Salisbury, winner of 10 NCAA titles in 20 years, is back in the spotlight, having risen to No. 2 in the latest United States Intercollegiate Lacrosse Association poll, and a substantial amount of credit should go to the defense.

Anchored by senior goalkeeper Alex Taylor (6.12 goals-against average and .598 save percentage) and a pair of 2013 second-team All-Americans in senior defenseman Josh Martin and sophomore short-stick defensive midfielder Preston Dabbs, the unit has surrendered just 6.1 goals per game. Only one opponent has reached the 10-goal mark against Salisbury (7-0) thus far.


The program has featured stingier defenses, but coach Jim Berkman said the current unit is just as strong.

"We're not giving up that many goals," he said Tuesday morning. "We've got a great goalie, and it all starts there with an All-American-type of goalie. We've got three athletic, fast close guys that can all guard people. There's really no weakness down there. I think we've got outstanding D-middies, which is the key to any defense. We've got an All-American long-stick in [senior] Zeke Smith and a backup long-stick that takes the ball away probably better than Zeke does. So as a unit, it's a pretty good unit. But it's still early. It's only seven games into the season. It's definitely a good unit with a lot of experience, too."

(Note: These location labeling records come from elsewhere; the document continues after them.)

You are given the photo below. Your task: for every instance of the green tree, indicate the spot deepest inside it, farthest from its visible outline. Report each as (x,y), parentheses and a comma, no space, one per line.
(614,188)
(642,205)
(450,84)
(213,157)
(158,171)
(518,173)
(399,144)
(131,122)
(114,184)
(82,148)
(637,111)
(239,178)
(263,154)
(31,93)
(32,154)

The defense has also created its opportunities. The unit has caused 94 turnovers, which is the most in a season-opening, seven-game stretch since 2009 when that squad forced 99 takeaways.

Berkman said the defense's philosophy has remained the same, but said: "Maybe we're not overextending and guarding guys because the game has changed, the players have gotten better, the sticks are harder to get the ball out. So we're probably not guarding guys as tightly all over the field as we used to, but I think our basic slide packages and all of that kind of stuff are the same."

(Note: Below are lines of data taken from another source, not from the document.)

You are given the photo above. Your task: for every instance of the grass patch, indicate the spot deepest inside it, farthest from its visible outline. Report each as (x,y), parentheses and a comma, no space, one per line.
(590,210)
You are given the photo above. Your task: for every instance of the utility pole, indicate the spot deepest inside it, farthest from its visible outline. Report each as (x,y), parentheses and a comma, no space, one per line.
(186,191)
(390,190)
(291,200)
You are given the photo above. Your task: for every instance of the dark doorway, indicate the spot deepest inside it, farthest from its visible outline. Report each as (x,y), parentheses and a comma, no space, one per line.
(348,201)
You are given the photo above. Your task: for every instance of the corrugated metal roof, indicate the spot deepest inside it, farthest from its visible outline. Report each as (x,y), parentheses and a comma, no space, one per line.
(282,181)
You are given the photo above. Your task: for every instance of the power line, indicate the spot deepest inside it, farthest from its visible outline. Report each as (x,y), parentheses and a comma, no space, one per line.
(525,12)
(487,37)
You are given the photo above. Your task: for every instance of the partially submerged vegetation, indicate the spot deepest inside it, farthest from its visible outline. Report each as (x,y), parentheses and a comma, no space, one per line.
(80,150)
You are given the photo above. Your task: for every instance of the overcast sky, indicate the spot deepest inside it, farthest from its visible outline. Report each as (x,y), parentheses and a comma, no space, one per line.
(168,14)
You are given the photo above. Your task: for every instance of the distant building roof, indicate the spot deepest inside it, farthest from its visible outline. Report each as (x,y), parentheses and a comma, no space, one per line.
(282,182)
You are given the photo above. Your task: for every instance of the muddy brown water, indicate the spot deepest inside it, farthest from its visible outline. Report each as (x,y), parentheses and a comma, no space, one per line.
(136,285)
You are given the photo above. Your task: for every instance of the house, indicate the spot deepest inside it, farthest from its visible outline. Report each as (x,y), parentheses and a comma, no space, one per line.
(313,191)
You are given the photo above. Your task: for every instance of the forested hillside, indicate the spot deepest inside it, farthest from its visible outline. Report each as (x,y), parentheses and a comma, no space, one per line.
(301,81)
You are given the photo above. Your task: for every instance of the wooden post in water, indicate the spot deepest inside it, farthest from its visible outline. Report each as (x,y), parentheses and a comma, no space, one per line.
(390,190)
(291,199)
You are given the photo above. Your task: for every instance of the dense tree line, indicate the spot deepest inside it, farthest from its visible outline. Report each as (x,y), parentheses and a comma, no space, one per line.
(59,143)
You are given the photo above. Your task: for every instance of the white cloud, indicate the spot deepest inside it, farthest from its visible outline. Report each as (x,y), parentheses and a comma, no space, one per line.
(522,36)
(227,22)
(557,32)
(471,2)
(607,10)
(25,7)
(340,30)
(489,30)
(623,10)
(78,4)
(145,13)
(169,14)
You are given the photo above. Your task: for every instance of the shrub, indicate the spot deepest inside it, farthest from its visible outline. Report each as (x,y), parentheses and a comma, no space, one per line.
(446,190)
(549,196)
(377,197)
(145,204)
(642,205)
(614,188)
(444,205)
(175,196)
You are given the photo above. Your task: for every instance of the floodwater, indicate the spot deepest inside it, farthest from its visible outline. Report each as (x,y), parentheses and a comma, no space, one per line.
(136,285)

The Sea Gulls will test their defense against No. 7 Washington College, which has averaged 13.0 goals en route to a 5-0 record. Shoremen coach Jeff Shirk said Salisbury's close defensemen try to get into their opponents' heads with some talking and some stickwork, and it will be important for his attackmen to keep their emotions in check.

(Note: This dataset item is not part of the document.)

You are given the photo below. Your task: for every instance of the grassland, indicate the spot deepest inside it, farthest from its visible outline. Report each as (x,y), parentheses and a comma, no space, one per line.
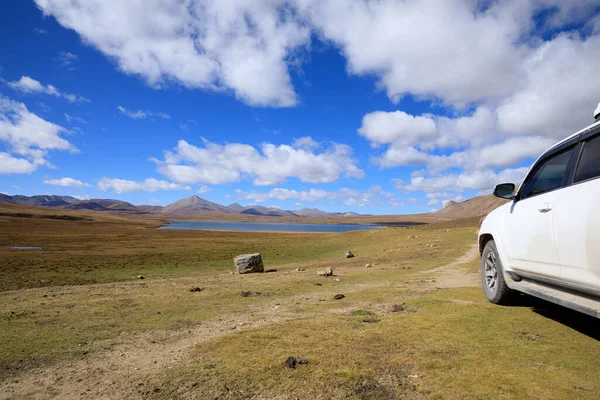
(76,323)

"It's one of those things where it's a confident group, it's an athletic group," Shirk said. "They take advantage of all their strengths, and there are a lot of offenses that step onto the field against Salisbury and experience that and are beat before the game ever really gets going. So I think the big thing we're stressing to our guys is, understand how they play and the approach they take. To me, it's as much a mental game as it is a physical game because I feel like we can match up physically. It's a matter of being prepared mentally for them because I've seen other teams that have played Salisbury fold from a mental aspect as soon as those guys have gotten into their heads. The approach we're taking is that they're a very good team and they're very athletic and we've got to be ready to go."